Shall we be?
I wonder!
JOHN McCULLOUGH
At the end of the year 1882 I attracted the attention of the manager of the Dramatic Festival which was to be held at Cincinnati and was engaged to play the grave digger in "Hamlet" and Modus in "The Hunchback." Neither of these parts had ever been assumed by me prior to his engagement. It had always been my desire to appear in Shakespearean rôles and other legitimate characters.
The Dramatic Festival was a splendid success, artistically and financially. We began April 30, 1883, the first performance being "Julius Caesar." My associates were John McCullough, Lawrence Barrett, James E. Murdoch, Mary Anderson, Mlle. Rhea, Clara Morris and Kate Forsythe. The other plays given were "The Hunchback," "Much Ado About Nothing," "Othello," "Hamlet" and "Romeo and Juliet." The enterprise was managed by R. E. J. Miles and stage-managed by William H. Daly. The receipts for the week were in the neighborhood of a hundred thousand dollars. It was a happy time, marred only by our discovering that poor John McCullough was a doomed man, his mind showing a gradual decay. It was the beginning of the end, for in a few months the curtain rang down on dear John and he walked the stage no more.

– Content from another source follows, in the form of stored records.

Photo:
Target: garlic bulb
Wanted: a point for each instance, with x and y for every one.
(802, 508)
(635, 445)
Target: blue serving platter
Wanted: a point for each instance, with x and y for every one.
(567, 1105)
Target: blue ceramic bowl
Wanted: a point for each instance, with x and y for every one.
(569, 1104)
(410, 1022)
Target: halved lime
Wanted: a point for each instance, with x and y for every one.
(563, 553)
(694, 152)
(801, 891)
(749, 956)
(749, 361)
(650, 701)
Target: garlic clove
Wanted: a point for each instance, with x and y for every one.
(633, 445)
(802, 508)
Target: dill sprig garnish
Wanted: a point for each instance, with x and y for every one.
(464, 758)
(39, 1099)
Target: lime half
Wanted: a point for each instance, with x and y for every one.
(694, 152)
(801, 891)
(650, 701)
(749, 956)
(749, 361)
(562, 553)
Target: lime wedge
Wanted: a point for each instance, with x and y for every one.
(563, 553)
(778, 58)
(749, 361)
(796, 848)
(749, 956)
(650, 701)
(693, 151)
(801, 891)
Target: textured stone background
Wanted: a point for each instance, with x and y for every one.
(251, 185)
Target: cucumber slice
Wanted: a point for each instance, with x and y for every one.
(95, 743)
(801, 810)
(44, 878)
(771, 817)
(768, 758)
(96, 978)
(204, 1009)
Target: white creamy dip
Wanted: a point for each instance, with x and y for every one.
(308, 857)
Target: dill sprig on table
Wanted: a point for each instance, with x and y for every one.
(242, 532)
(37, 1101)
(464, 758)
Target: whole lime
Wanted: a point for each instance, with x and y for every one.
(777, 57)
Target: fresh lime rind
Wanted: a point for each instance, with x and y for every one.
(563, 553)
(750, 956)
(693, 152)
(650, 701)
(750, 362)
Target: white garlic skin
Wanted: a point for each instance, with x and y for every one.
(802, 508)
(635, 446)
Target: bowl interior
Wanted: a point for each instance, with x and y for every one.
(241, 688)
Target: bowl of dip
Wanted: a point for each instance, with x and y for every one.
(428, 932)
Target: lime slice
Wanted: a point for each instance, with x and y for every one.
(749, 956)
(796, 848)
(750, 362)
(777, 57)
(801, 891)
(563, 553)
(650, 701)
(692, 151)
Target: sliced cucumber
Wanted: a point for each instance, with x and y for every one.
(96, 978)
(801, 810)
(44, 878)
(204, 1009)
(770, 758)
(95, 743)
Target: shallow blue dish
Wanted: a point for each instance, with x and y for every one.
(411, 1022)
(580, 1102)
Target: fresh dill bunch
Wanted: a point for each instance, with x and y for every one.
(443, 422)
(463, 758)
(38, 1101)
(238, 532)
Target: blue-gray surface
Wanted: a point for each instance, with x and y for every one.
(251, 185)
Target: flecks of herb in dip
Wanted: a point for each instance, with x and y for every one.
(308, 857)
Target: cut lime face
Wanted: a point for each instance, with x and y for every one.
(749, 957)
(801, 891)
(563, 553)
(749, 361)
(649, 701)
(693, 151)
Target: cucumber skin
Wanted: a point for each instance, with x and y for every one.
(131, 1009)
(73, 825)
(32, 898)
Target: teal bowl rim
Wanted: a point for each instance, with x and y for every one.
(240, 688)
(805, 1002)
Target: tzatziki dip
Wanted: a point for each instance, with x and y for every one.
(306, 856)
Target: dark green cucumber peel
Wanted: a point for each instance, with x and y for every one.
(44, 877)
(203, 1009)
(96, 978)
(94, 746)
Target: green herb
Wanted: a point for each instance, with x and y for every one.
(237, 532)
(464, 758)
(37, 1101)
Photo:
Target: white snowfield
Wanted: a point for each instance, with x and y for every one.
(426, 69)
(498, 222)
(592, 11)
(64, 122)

A great, big-hearted, genial soul was lovable John McCullough! Everybody loved him and who could help it? Broad-minded and equally broad-shouldered, his companions ranged from prize-fighters to senators, wantons to duchesses. He was a splendid player and many suggestions have I received from him. He was a tragedian on the stage, a comedian off. I knew him for twenty years and in all that time, as intimate as we were, I always addressed him as "Mr." McCullough—and it annoyed him greatly.